UCSF, NASA Team Up to Aid Cancer Patients

UC San Francisco reached into the cosmos at a special gathering with top research and clinical scientists from NASA to explore opportunities to jointly benefit patients on Earth with cancer and other diseases.

The Oct. 4 symposium, featuring top leaders from UCSF, UCSF Health, NASA Johnson Space Center in Houston, NASA Ames Research Center in Silicon Valley and the University of California, included poignant bedside visits with pediatric patients and a scientific roundtable designed to share knowledge and spark medical innovation.

We go to space not just to explore the stars but to improve life here on earth."

"This is an incredibly exciting potential partnership," said UCSF Chancellor Sam Hawgood, MBBS, to about 100 leading cancer researchers, clinicians, space health scientists and other representatives. He made a personal pledge to make the collaboration "both successful and sustainable."

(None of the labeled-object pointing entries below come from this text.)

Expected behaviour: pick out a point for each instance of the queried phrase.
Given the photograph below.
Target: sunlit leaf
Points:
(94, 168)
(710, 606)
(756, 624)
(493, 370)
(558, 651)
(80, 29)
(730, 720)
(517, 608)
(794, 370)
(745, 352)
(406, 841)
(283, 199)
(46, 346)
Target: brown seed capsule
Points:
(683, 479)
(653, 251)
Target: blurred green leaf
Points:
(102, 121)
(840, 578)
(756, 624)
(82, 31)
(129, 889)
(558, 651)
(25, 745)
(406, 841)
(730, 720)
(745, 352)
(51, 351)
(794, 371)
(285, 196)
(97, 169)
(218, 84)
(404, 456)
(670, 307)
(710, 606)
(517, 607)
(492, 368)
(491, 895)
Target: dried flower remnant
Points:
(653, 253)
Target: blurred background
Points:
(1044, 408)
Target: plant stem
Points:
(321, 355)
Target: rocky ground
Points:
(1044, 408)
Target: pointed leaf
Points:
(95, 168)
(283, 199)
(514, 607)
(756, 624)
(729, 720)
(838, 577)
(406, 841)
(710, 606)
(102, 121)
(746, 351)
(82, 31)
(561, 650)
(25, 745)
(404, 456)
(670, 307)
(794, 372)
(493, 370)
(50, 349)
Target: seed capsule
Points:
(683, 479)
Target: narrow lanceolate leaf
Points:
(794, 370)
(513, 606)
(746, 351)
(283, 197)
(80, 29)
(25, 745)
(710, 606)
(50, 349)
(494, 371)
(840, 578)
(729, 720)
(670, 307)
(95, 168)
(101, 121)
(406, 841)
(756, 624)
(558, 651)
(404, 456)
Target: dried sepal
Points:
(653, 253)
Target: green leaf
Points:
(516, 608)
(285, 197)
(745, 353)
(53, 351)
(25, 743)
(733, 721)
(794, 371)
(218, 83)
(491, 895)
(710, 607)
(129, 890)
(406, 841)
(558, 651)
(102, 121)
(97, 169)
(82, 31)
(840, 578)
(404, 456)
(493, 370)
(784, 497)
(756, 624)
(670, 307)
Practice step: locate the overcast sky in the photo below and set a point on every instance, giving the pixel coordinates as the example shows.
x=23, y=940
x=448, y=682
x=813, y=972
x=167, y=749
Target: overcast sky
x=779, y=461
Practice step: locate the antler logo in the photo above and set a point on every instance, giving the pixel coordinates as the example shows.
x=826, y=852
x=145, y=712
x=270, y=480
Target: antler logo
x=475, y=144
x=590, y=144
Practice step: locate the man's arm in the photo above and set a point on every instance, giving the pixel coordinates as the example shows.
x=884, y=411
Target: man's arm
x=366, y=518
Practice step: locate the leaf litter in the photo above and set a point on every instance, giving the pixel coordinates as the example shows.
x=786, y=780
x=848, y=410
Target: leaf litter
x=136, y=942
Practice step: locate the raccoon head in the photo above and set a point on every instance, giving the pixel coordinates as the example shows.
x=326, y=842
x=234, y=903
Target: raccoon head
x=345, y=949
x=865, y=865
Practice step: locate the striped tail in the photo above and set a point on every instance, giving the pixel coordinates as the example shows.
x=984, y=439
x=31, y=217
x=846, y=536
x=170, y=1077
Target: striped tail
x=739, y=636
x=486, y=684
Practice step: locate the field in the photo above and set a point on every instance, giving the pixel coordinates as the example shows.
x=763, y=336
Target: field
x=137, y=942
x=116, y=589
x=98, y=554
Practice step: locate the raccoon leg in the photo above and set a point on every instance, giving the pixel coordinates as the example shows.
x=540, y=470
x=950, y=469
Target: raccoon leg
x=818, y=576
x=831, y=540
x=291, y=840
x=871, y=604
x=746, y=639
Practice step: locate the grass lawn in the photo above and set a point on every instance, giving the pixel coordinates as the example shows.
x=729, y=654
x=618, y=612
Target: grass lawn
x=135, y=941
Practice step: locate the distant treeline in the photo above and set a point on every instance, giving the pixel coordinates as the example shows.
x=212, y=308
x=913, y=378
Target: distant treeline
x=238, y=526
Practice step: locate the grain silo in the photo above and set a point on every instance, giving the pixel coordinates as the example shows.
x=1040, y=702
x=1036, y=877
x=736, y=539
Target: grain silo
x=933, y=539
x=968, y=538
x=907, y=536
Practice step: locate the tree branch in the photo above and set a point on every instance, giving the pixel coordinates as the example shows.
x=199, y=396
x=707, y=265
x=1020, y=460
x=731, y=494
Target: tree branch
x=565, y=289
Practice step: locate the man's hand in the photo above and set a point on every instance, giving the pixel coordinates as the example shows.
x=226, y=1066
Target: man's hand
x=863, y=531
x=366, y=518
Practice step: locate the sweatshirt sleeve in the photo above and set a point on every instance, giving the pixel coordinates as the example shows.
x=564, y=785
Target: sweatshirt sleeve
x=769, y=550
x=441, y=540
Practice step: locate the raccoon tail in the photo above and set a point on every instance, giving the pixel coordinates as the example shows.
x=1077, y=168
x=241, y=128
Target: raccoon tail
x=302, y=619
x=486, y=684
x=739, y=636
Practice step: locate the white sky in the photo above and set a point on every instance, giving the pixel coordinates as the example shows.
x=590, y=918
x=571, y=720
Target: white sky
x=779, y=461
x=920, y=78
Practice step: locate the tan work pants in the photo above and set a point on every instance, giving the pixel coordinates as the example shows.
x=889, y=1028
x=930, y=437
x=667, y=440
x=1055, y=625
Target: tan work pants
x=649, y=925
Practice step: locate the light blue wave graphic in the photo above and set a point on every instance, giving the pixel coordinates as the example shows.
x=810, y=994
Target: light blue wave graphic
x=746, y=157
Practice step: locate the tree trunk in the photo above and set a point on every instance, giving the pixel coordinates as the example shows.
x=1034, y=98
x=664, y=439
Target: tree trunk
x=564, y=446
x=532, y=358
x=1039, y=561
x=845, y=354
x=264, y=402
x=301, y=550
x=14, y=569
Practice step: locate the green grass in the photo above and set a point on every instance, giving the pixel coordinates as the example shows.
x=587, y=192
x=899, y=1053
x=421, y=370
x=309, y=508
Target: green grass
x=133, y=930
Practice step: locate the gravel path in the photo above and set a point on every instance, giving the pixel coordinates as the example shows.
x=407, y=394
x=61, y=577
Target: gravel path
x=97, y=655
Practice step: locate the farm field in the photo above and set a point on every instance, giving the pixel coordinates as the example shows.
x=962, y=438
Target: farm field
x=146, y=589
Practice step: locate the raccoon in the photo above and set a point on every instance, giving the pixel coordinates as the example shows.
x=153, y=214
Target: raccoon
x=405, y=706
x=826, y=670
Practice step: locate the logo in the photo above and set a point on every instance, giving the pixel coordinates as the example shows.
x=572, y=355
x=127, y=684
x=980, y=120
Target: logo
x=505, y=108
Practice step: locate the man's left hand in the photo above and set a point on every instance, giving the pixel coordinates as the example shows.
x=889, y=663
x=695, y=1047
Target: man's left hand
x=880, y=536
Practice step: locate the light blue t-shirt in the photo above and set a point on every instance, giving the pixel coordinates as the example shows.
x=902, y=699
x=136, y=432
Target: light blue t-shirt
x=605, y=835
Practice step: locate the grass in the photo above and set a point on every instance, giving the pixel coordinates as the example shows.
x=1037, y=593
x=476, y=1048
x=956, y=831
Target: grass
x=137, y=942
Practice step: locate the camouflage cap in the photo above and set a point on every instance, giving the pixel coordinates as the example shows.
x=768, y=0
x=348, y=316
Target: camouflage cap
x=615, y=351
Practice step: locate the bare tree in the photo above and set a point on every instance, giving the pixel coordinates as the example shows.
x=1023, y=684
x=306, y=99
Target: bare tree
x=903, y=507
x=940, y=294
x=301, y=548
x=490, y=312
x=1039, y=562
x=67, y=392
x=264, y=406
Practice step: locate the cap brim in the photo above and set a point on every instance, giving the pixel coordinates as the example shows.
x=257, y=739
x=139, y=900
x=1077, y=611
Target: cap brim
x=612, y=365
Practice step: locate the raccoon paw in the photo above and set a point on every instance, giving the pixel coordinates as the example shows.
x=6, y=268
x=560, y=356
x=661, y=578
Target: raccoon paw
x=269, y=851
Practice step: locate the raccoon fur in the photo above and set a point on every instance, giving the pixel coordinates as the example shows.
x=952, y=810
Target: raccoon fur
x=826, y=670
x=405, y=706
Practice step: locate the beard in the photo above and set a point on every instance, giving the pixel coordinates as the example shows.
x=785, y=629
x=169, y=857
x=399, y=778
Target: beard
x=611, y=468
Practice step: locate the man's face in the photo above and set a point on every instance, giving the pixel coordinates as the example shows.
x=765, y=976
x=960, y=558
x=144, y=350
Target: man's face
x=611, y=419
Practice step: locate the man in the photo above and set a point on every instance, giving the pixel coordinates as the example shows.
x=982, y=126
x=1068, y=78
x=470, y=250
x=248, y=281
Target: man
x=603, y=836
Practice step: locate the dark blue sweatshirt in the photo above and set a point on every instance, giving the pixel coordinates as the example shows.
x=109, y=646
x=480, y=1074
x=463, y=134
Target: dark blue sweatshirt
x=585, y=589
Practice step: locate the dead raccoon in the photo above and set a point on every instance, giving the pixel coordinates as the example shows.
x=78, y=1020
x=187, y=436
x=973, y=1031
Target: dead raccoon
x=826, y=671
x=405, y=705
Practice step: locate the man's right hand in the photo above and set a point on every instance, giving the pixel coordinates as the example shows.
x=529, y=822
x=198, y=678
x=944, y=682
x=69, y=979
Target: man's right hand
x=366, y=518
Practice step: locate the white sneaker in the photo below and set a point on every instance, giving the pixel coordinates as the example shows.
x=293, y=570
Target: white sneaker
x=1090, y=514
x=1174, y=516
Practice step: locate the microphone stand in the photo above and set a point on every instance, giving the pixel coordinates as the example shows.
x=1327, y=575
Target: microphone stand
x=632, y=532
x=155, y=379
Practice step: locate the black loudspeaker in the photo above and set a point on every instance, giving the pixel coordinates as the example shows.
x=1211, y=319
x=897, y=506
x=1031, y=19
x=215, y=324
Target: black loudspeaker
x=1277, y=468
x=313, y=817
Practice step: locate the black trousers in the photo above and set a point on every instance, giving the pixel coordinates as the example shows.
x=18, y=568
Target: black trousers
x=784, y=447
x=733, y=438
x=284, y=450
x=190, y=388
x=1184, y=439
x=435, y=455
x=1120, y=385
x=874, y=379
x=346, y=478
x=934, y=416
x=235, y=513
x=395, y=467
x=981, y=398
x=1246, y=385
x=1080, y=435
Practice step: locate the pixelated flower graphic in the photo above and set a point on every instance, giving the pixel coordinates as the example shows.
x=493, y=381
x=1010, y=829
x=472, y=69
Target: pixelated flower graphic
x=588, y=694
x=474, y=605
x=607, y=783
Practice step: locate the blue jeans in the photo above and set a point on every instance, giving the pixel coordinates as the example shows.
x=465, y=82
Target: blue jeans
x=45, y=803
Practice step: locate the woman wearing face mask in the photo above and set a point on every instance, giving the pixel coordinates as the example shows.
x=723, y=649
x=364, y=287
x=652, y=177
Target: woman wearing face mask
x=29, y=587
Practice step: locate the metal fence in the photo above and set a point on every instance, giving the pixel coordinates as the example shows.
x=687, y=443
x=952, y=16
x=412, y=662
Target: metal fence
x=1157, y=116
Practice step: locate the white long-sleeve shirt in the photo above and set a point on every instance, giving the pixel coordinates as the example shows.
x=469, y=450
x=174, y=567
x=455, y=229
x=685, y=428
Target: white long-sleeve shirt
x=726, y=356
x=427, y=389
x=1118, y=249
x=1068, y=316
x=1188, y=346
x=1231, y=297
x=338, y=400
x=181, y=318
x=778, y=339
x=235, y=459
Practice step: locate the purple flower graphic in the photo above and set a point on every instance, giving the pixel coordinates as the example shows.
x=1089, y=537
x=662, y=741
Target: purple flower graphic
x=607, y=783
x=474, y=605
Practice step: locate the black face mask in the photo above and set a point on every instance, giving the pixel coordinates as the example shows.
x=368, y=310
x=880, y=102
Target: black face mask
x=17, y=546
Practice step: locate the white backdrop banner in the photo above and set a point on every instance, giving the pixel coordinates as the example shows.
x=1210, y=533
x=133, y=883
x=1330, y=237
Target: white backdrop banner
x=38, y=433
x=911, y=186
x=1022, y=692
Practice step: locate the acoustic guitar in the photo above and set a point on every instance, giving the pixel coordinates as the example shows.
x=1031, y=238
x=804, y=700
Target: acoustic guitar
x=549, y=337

"At UCSF, our north star is innovation, looking for the next frontier in life sciences and in health care," Hawgood said. "We understand that we need to challenge ourselves to think boldly, and there's probably no other organization on the planet that thinks boldly like NASA. I think we're made for each other."

The event was hosted by UCSF and held at the San Francisco Mission Bay campus in conjunction with the Biden Cancer Moonshot, a national initiative to halve the nation's cancer death rate by 2047. Cancer is the country's second-leading cause of death. In 2016, in the early days of the Moonshot, UCSF hosted cancer officials to discuss fast-tracking novel therapies. NASA joined the initiative in 2022.

"We've had collaborations with NASA for years, but this is elevated and revolutionary, and we are building on the strengths of both institutions," said Sharmila Majumdar, PhD, a UCSF professor and vice chair for research with the Department of Radiology and Biomedical Imaging who was one of the participants discussing the parallel effects of cancer and space flight.

"To update astronaut Neil Armstrong's famous words when he stepped onto the moon in 1969, this first step for research is a giant leap for cancer and humanity," she said.